Herkese, bölgenin tümüne, Kuzey Suriye de dahil geçmiş olsun, hayatlarını yitirenlere rahmet diliyorum, yakınlarına sabır.
Deprem çok büyük bir deprem, artçılar da çok güçlü, insan ne diyeceğini bilemiyor doğrusu; altı şiddetinde depremlerde Türkiye’de önce kamu binaları yıkılır ya da zarar görürken dikkatleri kamu ihale yasasına çekmeye çalışırdık ama 7.8 şiddetinde bir depremde bu bile zor.
XXX
Biz yine bugünkü yazımıza gelelim.
Bir sakallı Celal (Celal Yalınız) efsanesi vardır, babası II. Abdülhamit’in Bahriye Nazırı, kendisi de Galatasaray Sultanisi mezunu.
Sakallı Celal’in çok ünlü sözleri var, bunlardan birisi de “Türkiye doğuya giden ama güvertesinde bazılarının da batıya koştuğu ve böylece de batıya gittiklerini zannettiği bir gemidir” benzetmesidir.
Sakallı Celal’in bu saptaması doğrudur ve bu saptamanın doğruluğu son yıllara kadar, mesela AKP’nin iktidara geldiği 21. Yüzyılın başlarına kadar devam etmiştir.

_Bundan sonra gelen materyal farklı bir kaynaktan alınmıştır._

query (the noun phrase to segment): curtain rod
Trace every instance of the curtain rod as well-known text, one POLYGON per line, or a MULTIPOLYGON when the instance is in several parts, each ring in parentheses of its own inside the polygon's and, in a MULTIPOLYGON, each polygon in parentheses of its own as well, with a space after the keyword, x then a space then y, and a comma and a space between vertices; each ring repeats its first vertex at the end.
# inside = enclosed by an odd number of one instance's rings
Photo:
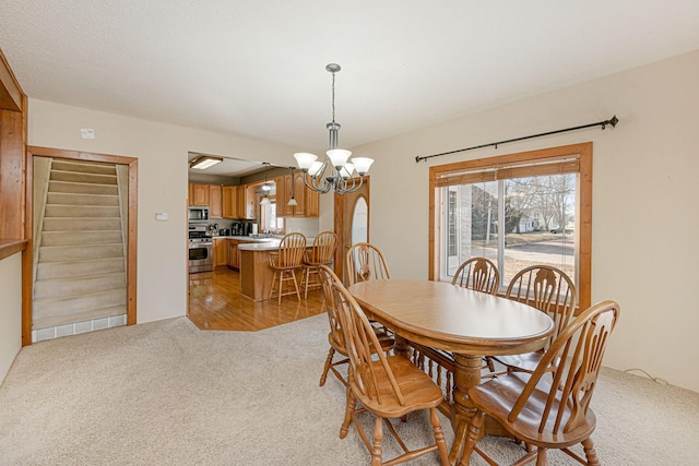
POLYGON ((611 124, 612 128, 616 127, 616 123, 619 122, 619 119, 616 118, 616 115, 614 117, 612 117, 609 120, 604 120, 604 121, 599 121, 596 123, 590 123, 590 124, 582 124, 580 127, 573 127, 573 128, 566 128, 564 130, 556 130, 556 131, 548 131, 546 133, 540 133, 540 134, 532 134, 529 136, 522 136, 522 138, 514 138, 511 140, 505 140, 505 141, 498 141, 498 142, 491 142, 488 144, 481 144, 481 145, 474 145, 473 147, 466 147, 466 148, 458 148, 455 151, 449 151, 449 152, 442 152, 440 154, 433 154, 433 155, 425 155, 425 156, 416 156, 415 157, 415 163, 419 164, 419 160, 427 160, 428 158, 433 158, 433 157, 439 157, 442 155, 449 155, 449 154, 455 154, 458 152, 466 152, 466 151, 473 151, 474 148, 483 148, 483 147, 488 147, 488 146, 494 146, 495 148, 498 148, 498 145, 500 144, 507 144, 509 142, 516 142, 516 141, 523 141, 523 140, 529 140, 532 138, 541 138, 541 136, 547 136, 550 134, 557 134, 557 133, 564 133, 566 131, 574 131, 574 130, 582 130, 583 128, 592 128, 592 127, 602 127, 602 129, 604 130, 606 128, 607 124, 611 124))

Diyelim son yirmi senedir ya da otuz senedir dünyada, ekonomide ve teknolojide muazzam değişimler yaşanıyor ve bu değişimler farklı ülkelerde farklı hızlarda ama mutlaka sosyolojiyi de değiştiriyor.
TÜİK çok yakın geçmişte, 21 Aralık 2022’de “Türkiye’de konut ve nüfus sayımı 2021” başlıklı bir araştırma yayınladı.
Bu araştırmanın sonuçları Türkiye sosyolojisinin çok büyük bir hızla değiştiğini gösteriyor, bir bütün olarak siyaset ama özellikle de Erdoğan ve AKP acaba bu sosyolojik değişimin ne kadar farkındalar, emin değilim.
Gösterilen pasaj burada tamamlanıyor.